May 09, 2012 05:53:08 GMT
Matthew Weiner understands why it costs a lot to license 'Tomorrow Never Knows' on TV show, saying, 'They are concerned about their legacy and their artistic impact.'
Matthew Weiner spent a lot of money to use The Beatles' "Tomorrow Never Knows" in the latest episode of his show "Mad Men". Explaining the need to feature the original song by the British band, the writer/producer shared, "It was always my feeling that the show lacked a certain authenticity because we never could have an actual master recording of the Beatles performing."
The creator of the AMC acclaimed series insisted that featuring a cover version of the classic hit would not help much to reach his goal. "Not just someone singing their song or a version of their song, but them, doing a song in the show," he stated. "It always felt to me like a flaw. Because they are the band, probably, of the 20th century."
Weiner, who doesn't mind spending a lot of money to license a song for "Mad Men", said he understands why it comes at such a high price to use the Beatles music. "Whatever people think, this is not about money," he stressed. "It never is. They are concerned about their legacy and their artistic impact."

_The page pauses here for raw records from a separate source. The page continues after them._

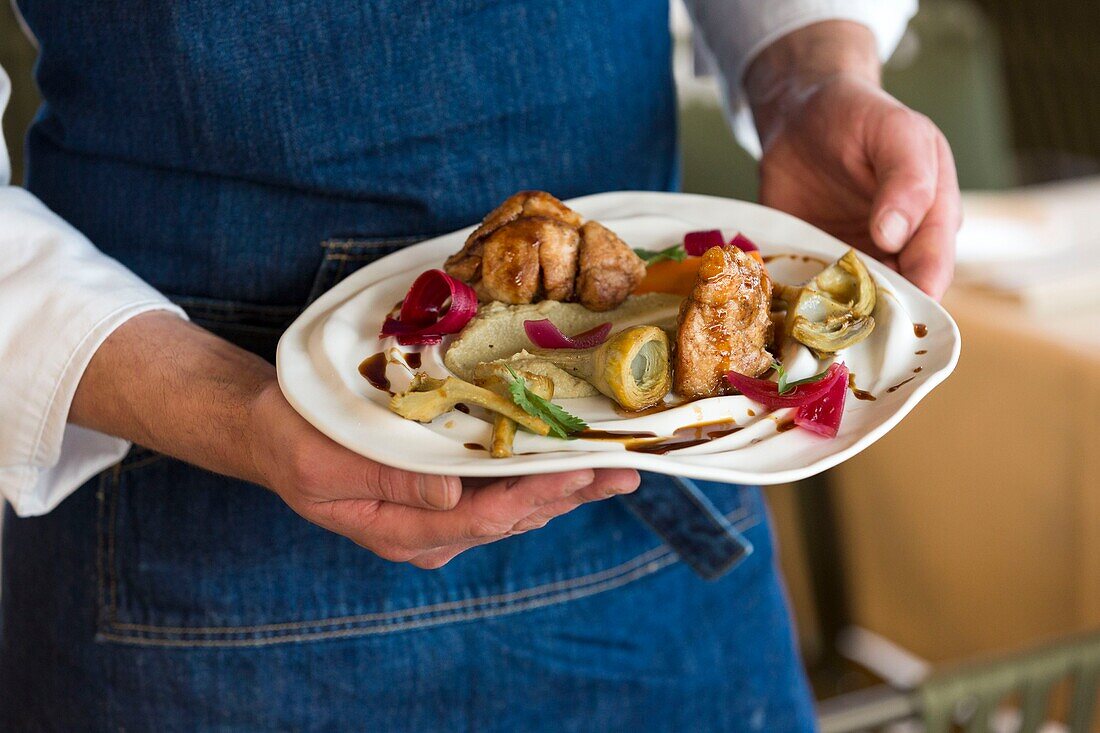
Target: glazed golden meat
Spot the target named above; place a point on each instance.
(527, 256)
(532, 247)
(608, 269)
(465, 264)
(724, 325)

Revealing that his previous attempts to license the Beatles song had been declined by Apple Corps., the 46-year-old had to share story details to the company before getting the approval. "It was hard because I had to, writing-wise, commit to the story that I thought was worthy of this incredible opportunity," he admitted.

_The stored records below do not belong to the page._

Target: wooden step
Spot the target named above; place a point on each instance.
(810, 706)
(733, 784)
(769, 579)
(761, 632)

On what the song means to him, he explained, "The thing about that song in particular was, The Beatles are, throughout their intense existence, constantly pushing the envelope, and I really wanted to show how far ahead of the culture they were. That song to me is revolutionary, as is that album."
As a result of Weiner's tireless efforts, Jon Hamm's Don Draper was featured listening to "Tomorrow Never Knows" in "Lady Lazarus", which aired last Sunday, May 6. He got the record from Jessica Pare's Megan, who wanted to educate him on music.